As for the NIPT, could it be that early on you had 2 sacs and one didn’t develop and then disappeared?
I had two sacs at the 5 weeks scan. It was obvious that one has not developed. Then at 9w I had only one sac, the other one disappeared.
They said I can’t do the NIPT because my blood might still have DNA from the first sac. So they won’t be able to tell what belongs to disappearing sac and what belongs to the one that remained.
As for amnio, not sure if you had one in the past or not. I had one done 2 weeks ago. And it was really not a big deal. Didn’t hurt at all. I just tried to focus on my breathing when they performed the procedure. After that I was a couch potato for 2 days. 1 day would have probably been enough. But the second day was the 4th of July. So I figured I’d just continue to rest.
Hysteroscopy: 2013
IUI #1-2: 2013 BFN
Surgery 10/2015: Planned to start trying again but had a surgery. (Not related to fertility)
Surgery 5/2016: Planned to start trying again but had another surgery. (Not related to fertility)

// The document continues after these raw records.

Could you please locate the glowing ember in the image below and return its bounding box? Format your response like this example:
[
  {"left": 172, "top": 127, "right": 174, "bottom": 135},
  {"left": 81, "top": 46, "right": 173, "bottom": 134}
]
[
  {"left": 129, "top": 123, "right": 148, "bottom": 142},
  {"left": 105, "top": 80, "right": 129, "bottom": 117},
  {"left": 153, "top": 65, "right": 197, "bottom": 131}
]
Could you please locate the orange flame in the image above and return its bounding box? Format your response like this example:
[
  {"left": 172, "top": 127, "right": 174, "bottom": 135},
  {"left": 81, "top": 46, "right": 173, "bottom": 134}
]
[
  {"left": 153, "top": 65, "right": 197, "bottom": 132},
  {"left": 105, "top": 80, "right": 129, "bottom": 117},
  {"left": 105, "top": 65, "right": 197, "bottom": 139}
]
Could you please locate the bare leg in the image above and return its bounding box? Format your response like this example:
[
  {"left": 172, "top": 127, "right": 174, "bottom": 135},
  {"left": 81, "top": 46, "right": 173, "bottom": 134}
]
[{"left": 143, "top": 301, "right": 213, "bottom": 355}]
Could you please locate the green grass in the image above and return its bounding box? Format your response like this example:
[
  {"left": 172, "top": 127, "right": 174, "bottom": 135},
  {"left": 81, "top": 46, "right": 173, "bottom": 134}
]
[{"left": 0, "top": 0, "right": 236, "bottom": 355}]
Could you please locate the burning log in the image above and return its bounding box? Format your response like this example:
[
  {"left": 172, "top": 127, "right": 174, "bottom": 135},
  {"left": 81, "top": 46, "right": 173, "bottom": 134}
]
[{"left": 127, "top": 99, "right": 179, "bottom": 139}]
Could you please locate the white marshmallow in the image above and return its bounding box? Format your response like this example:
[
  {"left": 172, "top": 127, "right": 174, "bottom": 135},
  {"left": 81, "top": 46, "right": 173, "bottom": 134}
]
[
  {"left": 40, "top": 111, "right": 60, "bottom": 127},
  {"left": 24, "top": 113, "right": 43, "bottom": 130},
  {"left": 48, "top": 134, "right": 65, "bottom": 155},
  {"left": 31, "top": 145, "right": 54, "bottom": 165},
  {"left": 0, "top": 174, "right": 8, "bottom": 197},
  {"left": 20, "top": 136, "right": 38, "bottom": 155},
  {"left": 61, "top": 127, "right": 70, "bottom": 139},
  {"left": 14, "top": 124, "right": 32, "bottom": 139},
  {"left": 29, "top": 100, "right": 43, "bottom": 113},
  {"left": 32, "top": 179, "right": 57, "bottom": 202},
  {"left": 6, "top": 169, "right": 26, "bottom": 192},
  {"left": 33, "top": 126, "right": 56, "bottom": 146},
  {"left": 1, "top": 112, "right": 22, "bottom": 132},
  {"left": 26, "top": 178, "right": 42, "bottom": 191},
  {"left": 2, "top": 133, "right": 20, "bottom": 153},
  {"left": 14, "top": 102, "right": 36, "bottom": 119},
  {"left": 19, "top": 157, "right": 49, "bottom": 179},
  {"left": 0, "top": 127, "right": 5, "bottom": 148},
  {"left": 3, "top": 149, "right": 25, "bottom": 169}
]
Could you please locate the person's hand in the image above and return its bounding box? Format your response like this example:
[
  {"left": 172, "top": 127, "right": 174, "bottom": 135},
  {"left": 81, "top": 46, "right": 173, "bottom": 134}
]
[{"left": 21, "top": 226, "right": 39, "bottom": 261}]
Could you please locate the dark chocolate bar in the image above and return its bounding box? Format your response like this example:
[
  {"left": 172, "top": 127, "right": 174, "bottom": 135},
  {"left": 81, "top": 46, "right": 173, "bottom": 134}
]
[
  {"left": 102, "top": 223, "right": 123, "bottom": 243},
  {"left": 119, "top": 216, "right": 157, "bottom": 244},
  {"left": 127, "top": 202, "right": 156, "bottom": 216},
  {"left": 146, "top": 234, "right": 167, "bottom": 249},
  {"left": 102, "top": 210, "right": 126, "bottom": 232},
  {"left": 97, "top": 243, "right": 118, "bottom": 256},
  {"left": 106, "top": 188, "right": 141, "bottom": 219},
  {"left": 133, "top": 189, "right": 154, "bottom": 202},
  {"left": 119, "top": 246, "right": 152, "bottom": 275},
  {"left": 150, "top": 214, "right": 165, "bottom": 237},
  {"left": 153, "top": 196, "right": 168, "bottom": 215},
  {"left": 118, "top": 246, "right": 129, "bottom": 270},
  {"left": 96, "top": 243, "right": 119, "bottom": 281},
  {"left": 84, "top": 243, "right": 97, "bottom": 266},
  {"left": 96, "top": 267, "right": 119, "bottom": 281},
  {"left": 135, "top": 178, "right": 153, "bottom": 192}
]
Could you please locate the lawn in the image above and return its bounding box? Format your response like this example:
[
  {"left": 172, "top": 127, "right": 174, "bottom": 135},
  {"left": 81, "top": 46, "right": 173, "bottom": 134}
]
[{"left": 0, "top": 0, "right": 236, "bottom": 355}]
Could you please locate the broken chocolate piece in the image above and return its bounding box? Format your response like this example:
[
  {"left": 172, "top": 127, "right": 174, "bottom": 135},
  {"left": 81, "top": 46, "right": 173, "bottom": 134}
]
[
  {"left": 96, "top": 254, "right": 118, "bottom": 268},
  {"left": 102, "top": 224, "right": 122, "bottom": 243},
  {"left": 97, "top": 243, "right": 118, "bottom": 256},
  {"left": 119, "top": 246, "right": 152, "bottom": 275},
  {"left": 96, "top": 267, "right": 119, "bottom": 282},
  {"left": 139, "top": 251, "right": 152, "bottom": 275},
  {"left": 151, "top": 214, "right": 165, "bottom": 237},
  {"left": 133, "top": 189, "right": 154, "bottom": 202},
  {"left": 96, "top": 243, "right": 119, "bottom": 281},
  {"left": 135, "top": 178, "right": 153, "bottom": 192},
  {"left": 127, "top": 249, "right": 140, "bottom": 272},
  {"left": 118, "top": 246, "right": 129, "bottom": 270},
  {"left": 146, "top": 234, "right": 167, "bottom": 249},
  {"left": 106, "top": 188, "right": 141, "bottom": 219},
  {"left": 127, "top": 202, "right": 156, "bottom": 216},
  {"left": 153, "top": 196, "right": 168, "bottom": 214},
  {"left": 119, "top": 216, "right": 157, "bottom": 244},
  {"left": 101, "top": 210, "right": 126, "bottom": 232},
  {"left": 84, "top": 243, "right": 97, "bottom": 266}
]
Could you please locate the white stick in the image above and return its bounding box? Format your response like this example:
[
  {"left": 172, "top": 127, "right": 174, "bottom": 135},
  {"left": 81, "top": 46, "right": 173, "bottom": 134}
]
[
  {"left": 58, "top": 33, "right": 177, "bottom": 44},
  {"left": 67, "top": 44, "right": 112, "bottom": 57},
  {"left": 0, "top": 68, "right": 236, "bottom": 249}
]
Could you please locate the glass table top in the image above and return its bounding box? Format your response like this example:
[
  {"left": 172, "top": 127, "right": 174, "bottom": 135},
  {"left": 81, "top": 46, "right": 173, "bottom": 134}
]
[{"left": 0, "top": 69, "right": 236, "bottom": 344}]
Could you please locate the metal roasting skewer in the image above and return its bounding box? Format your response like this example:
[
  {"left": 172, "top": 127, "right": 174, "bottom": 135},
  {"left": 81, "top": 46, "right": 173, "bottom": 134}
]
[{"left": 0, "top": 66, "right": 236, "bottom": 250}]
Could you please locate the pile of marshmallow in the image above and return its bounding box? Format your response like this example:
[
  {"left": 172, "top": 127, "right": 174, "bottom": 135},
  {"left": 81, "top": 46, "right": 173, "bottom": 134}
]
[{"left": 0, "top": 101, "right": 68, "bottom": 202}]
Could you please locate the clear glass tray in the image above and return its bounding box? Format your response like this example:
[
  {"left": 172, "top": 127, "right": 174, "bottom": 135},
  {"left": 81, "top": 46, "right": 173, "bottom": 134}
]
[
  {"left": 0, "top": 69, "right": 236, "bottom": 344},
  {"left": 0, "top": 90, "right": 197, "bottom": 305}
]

IUI #3-5 (with Clomid): summer 2016 BFN
IVF #1: 11/2016. 30R; 21M; 20F; 8B (6 day5 & 2 day6); 4 normal after PGS
Medicated FET #1: 1/31/2017 transferred 1 embryo 3AA. BFP. Embryo stopped growing at 6w 1d. MUA at 9w 3d.

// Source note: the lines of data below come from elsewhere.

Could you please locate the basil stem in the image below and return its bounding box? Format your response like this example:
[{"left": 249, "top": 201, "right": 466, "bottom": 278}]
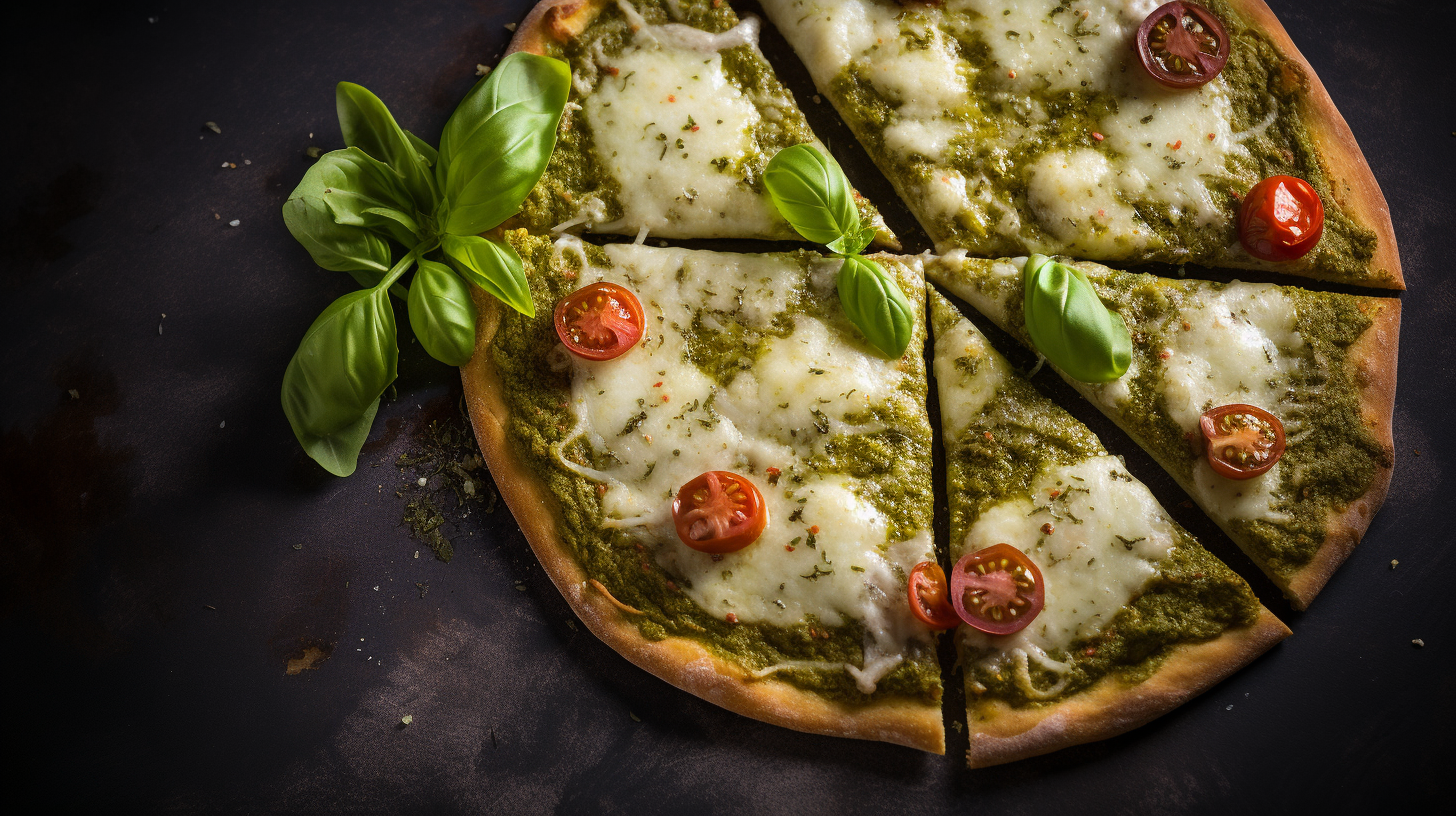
[
  {"left": 839, "top": 255, "right": 914, "bottom": 357},
  {"left": 1022, "top": 255, "right": 1133, "bottom": 383}
]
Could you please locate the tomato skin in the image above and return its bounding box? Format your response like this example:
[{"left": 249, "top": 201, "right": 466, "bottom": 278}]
[
  {"left": 1137, "top": 0, "right": 1230, "bottom": 89},
  {"left": 951, "top": 544, "right": 1047, "bottom": 635},
  {"left": 673, "top": 471, "right": 769, "bottom": 554},
  {"left": 555, "top": 281, "right": 646, "bottom": 360},
  {"left": 1239, "top": 176, "right": 1325, "bottom": 261},
  {"left": 1198, "top": 402, "right": 1284, "bottom": 479},
  {"left": 907, "top": 561, "right": 961, "bottom": 629}
]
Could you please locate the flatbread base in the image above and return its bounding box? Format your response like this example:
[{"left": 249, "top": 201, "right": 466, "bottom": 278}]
[
  {"left": 965, "top": 606, "right": 1290, "bottom": 768},
  {"left": 460, "top": 287, "right": 945, "bottom": 753}
]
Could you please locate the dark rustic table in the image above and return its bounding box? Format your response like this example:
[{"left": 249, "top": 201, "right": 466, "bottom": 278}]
[{"left": 0, "top": 0, "right": 1456, "bottom": 815}]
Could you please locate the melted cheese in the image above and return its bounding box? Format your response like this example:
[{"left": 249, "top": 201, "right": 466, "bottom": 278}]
[
  {"left": 558, "top": 238, "right": 933, "bottom": 691},
  {"left": 763, "top": 0, "right": 1257, "bottom": 258}
]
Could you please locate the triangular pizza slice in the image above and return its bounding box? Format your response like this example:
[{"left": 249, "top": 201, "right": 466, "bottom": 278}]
[
  {"left": 763, "top": 0, "right": 1404, "bottom": 289},
  {"left": 510, "top": 0, "right": 900, "bottom": 249},
  {"left": 463, "top": 230, "right": 945, "bottom": 753},
  {"left": 930, "top": 291, "right": 1290, "bottom": 768},
  {"left": 926, "top": 255, "right": 1401, "bottom": 609}
]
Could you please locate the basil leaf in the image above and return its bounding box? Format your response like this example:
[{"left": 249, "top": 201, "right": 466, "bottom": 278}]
[
  {"left": 409, "top": 261, "right": 476, "bottom": 366},
  {"left": 839, "top": 255, "right": 914, "bottom": 358},
  {"left": 282, "top": 289, "right": 399, "bottom": 442},
  {"left": 763, "top": 144, "right": 875, "bottom": 255},
  {"left": 435, "top": 52, "right": 571, "bottom": 235},
  {"left": 1022, "top": 255, "right": 1133, "bottom": 383},
  {"left": 282, "top": 192, "right": 390, "bottom": 275},
  {"left": 293, "top": 399, "right": 379, "bottom": 476},
  {"left": 335, "top": 82, "right": 440, "bottom": 213},
  {"left": 443, "top": 235, "right": 536, "bottom": 318}
]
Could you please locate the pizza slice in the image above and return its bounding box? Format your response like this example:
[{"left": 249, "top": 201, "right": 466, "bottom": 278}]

Medicated FET #2: June 2017 - cancelled...
Hysteroscopy #2: June 2017
Medicated FET #2: 8/7/2017 transferred 1 embryo 5BB. BFP. Ended in CP.
Medicated FET #3: 10/11/2017 transferred 1 embryo 3AA. BFN
ERA: December 2017 - need an extra 12 hours of PIO
Medicated FET #4: 1/24/2018 transferred 1 embryo 4AA. BFN
Out of embryos. :'(
IVF #2: 03/2018.
Hey. So I thought about that and I had an early ultrasound due to bleeding (around 5wks and 6wks), there was only 1 sac. But the maternal fetal medicine doctor said that my fetal fraction was so low they should have re-drawn me and should have never reported on that. It irritates me that they just gave me the results all willy nilly like that. So most likely the blood test is inaccurate. She said we all have some parts in our bodies that can express XY even if we are XX and that can be picked up sometimes. I did the amnio on Tuesday, i hated it but I was also extremely emotional and I was having braxton hicks that were causing extra cramping/tightening. I just talked to the genetic counselor and since i already did the amnio they are going to send it out for SMA testing anyways. At least i'll be able to tell her later in life if she is a carrier or not before she conceives *hopefully.
Thanks to everyone for listening.
Best wishes to anyone also going through all of this very stressful testing.
I've been very careful out in public at stores to avoid seeing a lot of ppl who don't know ha! I am showing pretty good.